Local units of government raise funds for schools by taxing
property. For purposes of taxation, property is divided into two broad groups:
real and personal. Real property is comprised of land and buildings. Units of
real property are placed into six categories for state and local property tax
purposes: residential, agricultural, industrial, commercial, timber cutover and
developmental property. Personal property, in contrast, involves
for-profit business property that is not attached to a structure. Examples of
personal property include machinery, office furniture and equipment (there are
specific exemptions for certain agricultural crops, and for residents’ personal
clothing, furniture and other household goods).[xi] Units of personal property fall
into one of five categories for local property tax purposes: residential,
agricultural, industrial, commercial and utility property.[xii]
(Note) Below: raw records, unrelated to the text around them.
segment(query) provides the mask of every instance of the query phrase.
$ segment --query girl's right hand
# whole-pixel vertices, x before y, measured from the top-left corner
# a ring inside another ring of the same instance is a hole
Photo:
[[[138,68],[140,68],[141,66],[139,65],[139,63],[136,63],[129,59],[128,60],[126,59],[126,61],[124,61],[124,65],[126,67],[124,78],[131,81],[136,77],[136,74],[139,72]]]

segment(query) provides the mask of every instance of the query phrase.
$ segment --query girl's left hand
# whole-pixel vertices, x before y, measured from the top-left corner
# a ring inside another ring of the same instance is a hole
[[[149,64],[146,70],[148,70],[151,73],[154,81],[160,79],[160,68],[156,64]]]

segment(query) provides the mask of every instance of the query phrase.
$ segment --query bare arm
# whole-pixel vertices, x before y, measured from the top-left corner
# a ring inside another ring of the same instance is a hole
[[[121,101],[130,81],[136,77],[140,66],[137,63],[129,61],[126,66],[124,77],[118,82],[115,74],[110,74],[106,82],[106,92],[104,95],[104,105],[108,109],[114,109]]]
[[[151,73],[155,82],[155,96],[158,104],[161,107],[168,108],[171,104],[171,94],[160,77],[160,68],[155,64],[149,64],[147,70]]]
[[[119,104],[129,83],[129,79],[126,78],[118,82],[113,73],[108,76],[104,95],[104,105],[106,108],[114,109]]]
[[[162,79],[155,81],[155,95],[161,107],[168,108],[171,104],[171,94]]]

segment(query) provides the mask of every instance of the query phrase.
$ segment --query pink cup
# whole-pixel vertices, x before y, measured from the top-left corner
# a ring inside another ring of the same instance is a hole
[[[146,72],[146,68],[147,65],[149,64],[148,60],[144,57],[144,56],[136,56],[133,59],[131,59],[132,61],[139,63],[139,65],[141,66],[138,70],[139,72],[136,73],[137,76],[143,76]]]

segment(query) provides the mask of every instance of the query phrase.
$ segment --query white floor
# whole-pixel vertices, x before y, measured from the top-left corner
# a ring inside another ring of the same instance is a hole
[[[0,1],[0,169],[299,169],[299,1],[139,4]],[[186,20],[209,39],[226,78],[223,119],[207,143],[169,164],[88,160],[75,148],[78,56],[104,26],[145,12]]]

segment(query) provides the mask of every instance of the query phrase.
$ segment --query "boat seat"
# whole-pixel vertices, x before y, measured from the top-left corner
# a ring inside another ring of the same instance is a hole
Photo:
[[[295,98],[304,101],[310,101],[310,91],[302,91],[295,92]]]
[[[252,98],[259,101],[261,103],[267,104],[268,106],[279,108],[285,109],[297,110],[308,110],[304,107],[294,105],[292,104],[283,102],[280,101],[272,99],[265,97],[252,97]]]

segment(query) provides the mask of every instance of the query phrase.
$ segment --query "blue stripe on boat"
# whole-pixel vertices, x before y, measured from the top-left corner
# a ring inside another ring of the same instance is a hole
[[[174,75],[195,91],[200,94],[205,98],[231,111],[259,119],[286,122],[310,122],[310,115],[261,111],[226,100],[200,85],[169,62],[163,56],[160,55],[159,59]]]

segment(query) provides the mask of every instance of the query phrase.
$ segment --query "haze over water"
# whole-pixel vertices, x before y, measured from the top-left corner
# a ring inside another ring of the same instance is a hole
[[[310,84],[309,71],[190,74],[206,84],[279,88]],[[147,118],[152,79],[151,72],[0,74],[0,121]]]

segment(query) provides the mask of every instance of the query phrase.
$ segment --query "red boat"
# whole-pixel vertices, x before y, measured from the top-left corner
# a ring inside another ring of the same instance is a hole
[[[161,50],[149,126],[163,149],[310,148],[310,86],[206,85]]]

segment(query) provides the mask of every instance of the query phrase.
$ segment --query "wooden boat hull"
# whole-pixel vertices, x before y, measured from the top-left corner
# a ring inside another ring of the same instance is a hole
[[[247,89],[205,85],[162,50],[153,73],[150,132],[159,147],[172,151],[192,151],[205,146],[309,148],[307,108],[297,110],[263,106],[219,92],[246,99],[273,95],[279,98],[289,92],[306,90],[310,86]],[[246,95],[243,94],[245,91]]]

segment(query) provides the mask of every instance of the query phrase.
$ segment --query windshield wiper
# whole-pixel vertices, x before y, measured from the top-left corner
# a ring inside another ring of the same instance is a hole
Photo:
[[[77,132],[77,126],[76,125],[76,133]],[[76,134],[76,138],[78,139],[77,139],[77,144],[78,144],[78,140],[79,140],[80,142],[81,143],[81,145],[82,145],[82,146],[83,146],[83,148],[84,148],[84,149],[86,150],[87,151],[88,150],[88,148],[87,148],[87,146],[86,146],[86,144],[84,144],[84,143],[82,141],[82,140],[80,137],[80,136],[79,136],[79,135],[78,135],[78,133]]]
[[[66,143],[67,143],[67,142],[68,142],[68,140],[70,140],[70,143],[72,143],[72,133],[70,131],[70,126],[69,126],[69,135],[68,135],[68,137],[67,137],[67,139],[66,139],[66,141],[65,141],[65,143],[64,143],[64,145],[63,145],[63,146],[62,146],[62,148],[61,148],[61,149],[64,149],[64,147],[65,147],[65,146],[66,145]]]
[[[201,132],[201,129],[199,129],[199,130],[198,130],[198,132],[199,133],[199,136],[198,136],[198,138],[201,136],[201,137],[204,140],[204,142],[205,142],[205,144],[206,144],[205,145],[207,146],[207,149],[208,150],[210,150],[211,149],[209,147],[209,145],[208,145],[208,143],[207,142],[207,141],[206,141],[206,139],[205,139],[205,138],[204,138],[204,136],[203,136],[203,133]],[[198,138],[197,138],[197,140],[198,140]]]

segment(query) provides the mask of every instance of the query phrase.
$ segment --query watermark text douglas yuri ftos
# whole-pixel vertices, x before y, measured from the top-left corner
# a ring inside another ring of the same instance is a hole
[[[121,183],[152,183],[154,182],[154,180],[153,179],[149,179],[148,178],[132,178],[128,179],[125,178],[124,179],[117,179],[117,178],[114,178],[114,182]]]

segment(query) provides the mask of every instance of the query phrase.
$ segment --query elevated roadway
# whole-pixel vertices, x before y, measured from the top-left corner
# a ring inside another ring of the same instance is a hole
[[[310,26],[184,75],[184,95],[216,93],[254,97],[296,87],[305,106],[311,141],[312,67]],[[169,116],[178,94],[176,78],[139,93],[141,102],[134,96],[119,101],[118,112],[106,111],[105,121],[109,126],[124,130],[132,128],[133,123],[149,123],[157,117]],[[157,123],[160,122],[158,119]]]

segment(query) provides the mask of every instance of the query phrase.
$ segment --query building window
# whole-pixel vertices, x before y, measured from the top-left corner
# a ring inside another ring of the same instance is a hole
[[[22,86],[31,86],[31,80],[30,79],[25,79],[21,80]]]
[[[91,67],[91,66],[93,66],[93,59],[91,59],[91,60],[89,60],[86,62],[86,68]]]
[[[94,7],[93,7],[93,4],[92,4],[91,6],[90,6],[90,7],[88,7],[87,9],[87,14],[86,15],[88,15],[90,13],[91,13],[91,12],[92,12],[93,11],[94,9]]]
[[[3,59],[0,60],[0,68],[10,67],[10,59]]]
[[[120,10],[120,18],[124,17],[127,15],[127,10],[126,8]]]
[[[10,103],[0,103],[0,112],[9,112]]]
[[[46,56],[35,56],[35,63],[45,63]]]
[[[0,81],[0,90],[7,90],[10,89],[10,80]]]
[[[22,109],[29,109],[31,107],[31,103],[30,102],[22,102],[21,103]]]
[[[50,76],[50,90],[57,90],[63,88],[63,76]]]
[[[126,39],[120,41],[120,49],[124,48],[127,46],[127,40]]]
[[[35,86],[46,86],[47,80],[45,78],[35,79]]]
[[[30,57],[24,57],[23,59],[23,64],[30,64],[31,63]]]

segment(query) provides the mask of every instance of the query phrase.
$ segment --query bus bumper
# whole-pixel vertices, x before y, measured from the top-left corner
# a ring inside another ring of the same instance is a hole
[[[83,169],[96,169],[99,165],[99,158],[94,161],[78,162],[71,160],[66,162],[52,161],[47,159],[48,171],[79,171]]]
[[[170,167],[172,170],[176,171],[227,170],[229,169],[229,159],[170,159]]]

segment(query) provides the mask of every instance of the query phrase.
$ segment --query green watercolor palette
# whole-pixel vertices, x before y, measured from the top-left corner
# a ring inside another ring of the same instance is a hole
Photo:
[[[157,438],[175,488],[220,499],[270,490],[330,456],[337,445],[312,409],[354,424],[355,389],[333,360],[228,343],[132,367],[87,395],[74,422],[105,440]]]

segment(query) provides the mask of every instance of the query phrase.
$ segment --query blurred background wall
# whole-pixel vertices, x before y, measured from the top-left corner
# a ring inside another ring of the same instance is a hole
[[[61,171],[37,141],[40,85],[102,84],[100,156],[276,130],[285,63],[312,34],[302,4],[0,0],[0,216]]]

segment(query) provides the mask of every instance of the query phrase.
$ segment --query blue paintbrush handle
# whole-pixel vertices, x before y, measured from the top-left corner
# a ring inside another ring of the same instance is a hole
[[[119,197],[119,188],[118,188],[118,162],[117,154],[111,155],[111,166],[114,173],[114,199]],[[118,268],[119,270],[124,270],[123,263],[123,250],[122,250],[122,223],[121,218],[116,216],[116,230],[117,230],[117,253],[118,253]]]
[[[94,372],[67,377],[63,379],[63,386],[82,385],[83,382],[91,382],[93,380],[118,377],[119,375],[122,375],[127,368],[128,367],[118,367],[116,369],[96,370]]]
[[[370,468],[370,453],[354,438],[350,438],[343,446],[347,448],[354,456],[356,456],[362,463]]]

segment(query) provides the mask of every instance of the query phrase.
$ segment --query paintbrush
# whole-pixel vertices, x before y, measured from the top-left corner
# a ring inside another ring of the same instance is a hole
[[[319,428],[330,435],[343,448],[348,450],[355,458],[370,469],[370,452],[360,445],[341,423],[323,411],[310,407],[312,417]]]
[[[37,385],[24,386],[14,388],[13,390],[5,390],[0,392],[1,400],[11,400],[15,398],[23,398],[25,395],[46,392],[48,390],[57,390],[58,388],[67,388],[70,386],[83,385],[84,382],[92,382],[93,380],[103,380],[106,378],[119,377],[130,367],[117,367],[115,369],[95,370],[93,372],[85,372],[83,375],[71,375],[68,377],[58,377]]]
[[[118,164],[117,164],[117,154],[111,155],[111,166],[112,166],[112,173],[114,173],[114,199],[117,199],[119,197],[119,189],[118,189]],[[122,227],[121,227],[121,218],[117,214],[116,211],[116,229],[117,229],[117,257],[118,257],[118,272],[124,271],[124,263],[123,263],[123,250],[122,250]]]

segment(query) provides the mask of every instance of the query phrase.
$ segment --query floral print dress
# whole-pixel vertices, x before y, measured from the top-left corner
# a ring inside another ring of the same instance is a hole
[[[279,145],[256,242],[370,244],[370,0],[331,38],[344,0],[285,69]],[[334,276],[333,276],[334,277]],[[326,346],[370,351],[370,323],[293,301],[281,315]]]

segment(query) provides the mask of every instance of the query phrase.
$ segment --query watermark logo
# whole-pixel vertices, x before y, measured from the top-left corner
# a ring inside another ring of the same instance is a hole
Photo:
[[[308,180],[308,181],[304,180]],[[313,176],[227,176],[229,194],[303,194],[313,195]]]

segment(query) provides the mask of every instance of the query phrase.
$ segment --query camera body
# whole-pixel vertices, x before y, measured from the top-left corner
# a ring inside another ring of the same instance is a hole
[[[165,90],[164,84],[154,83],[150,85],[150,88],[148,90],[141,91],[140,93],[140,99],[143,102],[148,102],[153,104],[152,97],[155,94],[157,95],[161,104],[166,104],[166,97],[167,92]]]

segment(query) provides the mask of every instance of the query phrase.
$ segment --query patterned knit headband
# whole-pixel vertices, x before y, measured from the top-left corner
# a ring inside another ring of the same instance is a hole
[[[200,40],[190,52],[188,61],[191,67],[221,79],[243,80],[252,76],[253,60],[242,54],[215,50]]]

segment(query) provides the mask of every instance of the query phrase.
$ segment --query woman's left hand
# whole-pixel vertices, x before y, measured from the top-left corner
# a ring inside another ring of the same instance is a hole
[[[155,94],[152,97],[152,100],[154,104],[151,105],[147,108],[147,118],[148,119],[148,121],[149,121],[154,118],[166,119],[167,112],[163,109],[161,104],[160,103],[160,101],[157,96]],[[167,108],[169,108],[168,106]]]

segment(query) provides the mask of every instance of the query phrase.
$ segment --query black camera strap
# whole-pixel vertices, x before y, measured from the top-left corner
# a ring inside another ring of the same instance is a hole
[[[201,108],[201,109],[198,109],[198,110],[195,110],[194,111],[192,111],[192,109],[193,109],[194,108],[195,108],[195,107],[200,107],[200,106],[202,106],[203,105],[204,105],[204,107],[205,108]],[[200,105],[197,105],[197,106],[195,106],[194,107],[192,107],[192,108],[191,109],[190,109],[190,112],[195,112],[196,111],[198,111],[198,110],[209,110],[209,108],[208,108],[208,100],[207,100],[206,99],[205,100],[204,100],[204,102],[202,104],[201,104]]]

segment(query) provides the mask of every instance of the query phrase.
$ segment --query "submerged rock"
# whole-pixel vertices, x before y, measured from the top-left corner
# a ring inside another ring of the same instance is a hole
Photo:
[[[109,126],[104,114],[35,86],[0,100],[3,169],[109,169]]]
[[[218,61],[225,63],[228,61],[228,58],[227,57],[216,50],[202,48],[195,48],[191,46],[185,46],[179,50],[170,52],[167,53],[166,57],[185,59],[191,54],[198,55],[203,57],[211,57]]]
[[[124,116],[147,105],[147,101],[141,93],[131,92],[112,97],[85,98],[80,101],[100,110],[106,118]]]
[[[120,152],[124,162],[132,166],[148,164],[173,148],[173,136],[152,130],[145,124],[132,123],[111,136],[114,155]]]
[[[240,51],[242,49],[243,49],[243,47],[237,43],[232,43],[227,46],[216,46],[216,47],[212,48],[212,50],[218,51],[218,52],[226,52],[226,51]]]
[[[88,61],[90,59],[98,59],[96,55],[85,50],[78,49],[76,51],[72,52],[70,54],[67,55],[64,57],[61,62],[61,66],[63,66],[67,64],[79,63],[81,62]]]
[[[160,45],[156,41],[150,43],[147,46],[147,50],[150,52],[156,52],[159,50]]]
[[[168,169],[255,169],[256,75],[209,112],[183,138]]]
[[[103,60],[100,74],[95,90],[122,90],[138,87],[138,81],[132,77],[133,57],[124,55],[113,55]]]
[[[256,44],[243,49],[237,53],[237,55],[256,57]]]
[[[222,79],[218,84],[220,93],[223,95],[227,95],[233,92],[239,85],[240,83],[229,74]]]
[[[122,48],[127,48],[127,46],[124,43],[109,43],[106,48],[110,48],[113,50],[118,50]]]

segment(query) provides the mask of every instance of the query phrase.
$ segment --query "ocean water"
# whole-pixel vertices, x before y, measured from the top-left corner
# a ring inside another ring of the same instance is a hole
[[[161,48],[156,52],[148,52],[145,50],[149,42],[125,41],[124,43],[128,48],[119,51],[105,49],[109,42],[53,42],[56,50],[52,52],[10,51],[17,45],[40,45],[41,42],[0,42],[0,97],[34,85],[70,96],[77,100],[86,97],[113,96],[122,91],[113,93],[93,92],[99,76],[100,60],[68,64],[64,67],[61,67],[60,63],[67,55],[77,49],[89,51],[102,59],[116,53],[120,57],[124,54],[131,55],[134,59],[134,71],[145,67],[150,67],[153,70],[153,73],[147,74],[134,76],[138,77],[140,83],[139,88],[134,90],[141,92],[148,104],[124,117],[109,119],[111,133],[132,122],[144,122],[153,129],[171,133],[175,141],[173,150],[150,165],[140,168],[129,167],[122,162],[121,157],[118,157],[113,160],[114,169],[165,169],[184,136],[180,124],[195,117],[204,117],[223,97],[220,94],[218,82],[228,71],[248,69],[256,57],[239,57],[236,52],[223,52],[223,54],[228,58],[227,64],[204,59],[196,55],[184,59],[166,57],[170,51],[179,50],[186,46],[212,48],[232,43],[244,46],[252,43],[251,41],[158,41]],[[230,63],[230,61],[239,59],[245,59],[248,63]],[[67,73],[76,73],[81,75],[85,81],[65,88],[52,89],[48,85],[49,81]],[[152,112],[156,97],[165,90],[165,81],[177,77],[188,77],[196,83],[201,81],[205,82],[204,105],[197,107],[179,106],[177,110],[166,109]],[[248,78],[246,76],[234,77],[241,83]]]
The property types listed above are important for understanding
education revenues because of provisions in Proposal A. These provisions
differentiate the taxation rate by property classification.
Specifically, under Proposal A, primary residential and qualifying agricultural
properties are taxed at a different rate than other properties. This distinction will be relevant throughout the explanation of school revenues.
There are three steps involved in taxing property: assessment,
determination of the tax rate and calculation of the individual tax bill.
[xi] MCL § 211.9(1). The list of personal property that is exempted from taxation is quite detailed; the main text provides only a broad outline of the property included. For a more complete list, see MCL §§ 211.9-211.9j.
[xii] MCL § 211.34c(3). The tax rates discussed in this section will not include the state education tax, which is a state government property tax, rather than a local government property tax.